Once I had established with the DVLA that it had been my doctor’s mistake, I took a day off work and made an urgent appointment with him, taking with me a carefully worded letter as if from him to the DVLA explaining the mistake. Although he hadn’t kept a copy of the form, fortunately he immediately acknowledged the error and accepted the letter as being what he would have said. Once on the surgery’s headed notepaper he faxed it through, and I posted the original as confirmation. The following day I wrote a letter to them explaining the error - all this in the 48 hours after my receipt of their letter. Both letters stressed how important my car was to my employment. And after all, the problem had not been of my making.
I considered that I had acted promptly; while cursing that I would have to make other transport arrangements for a week at most, as John was willing to drive me to work it would just be a brief blip and not 12 months. I sat back and waited to hear from them, keeping my fingers crossed that I would not have to bus it to work, which would have represented a 2-hour commute in each direction, door to desk.
That was a month ago.
I became increasingly distressed as phone call after phone call was made to the DVLA. When you make the call, you go through multiple menus before being able to speak to a human being, and a wrong choice places you in a loop and you have to hang up and start again. The human I eventually spoke to was always different to the time before, and though they expertly called up my information on their screens after half a dozen security questions fired at me to make sure I was who I said I was, the answers were always vague. (“It’s in the system”.)

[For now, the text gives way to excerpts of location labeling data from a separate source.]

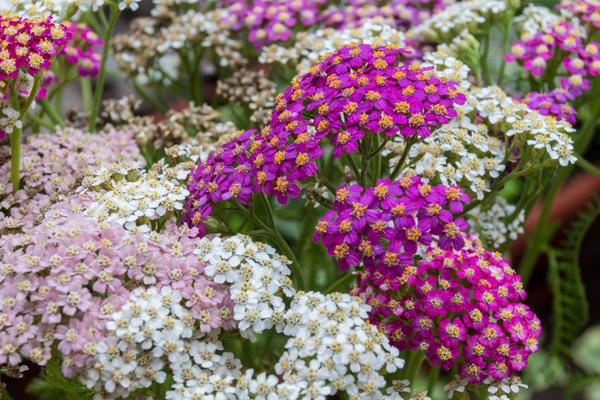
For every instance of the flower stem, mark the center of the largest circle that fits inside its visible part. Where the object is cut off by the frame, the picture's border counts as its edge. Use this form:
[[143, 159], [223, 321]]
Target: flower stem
[[52, 113], [114, 15], [400, 163], [15, 157]]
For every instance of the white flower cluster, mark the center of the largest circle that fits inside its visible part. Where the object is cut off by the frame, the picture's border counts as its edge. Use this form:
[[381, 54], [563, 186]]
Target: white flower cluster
[[133, 197], [150, 334], [469, 14], [257, 275], [333, 347], [543, 133], [309, 47], [492, 223], [461, 153]]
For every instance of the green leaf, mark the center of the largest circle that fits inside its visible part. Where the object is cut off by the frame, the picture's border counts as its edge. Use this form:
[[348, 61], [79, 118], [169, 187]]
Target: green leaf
[[570, 306], [72, 388]]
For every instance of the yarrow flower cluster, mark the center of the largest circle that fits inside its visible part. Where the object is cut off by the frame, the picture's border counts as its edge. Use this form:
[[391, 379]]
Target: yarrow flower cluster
[[268, 22], [310, 47], [460, 307], [257, 277], [28, 47], [384, 227], [132, 197], [154, 333], [332, 348], [549, 42], [354, 93]]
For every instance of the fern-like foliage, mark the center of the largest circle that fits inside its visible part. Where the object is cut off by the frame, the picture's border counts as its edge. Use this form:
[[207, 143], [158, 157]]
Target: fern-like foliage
[[71, 388], [570, 306]]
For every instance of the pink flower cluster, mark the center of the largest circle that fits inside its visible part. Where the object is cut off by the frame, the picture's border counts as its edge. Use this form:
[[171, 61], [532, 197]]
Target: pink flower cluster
[[458, 306], [384, 226], [398, 13], [28, 45], [81, 50], [268, 21], [52, 163], [360, 91], [553, 103], [560, 43], [62, 282]]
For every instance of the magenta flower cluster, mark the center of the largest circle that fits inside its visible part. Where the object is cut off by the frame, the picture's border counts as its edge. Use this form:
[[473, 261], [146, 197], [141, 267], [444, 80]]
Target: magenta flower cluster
[[28, 45], [398, 13], [268, 21], [52, 163], [384, 226], [460, 307], [82, 49], [63, 280], [357, 92], [553, 103], [559, 43]]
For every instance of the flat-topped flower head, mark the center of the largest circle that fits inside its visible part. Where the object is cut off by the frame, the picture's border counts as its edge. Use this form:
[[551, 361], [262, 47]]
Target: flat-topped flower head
[[461, 306], [386, 225]]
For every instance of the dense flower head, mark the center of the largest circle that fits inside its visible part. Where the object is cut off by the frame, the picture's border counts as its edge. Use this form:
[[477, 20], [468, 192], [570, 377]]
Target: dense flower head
[[268, 21], [546, 41], [383, 227], [400, 14], [82, 49], [460, 307], [66, 277], [52, 164], [28, 44], [332, 347], [554, 103]]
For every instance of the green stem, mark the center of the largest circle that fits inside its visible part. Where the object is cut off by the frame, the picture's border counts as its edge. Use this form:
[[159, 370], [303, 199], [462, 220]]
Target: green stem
[[414, 365], [400, 164], [52, 113], [42, 122], [15, 157], [86, 94], [342, 282], [114, 15], [377, 158], [587, 166], [433, 377], [537, 242], [146, 96]]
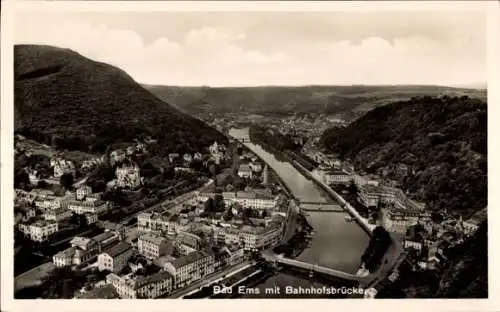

I eventually heard that they had accepted what my doctor had said, and they would ‘allow’ me to re-apply for a driving licence from scratch. I wouldn’t even have to pay the fee! Subsequent chasers (going through the same rigmarole) prompted questions from them such as had I faxed the form? What about my former expired licence? (Couldn’t fax that… )
John drove my car once during that time just to check the engine was still ticking over, and parked it carelessly on the drive with two wheels on the grass. And there it remained for the rest of the time, the smothered grass waiting for release and the milkman pleased that it gave him a clearer path the other side to make his deliveries...
At one point a friend suggested to me that if this had happened to me while I was still living in Argentina, the bureaucracy would have been a hundred times worse, and the whole situation more stressful. Well, no, I replied. I would have bribed somebody at the outset and it would have been job sorted. Alternatively there are frequent bus services everywhere, unlike in the UK, where most people like me live isolated from bus routes.
The new licence finally arrived today, after a month’s worth of fuel for John driving to the hospital twice a day and doing all my errands for me. I learned from looking up driving forums on the internet that the question on that form which caused all the trouble is frequently ticked incorrectly, and the DVLA have showed no signs of changing the wording. Some people have even had to resort to getting letters of complaint written by their Member of Parliament or pay for medical examinations by more senior clinicians.
It makes me wonder whether it was worth being honest to them about my eye condition. I was blabbing on to myself about the whole sorry affair in the car as I drove home from work today, with classical music going full blast and in between picking my nose.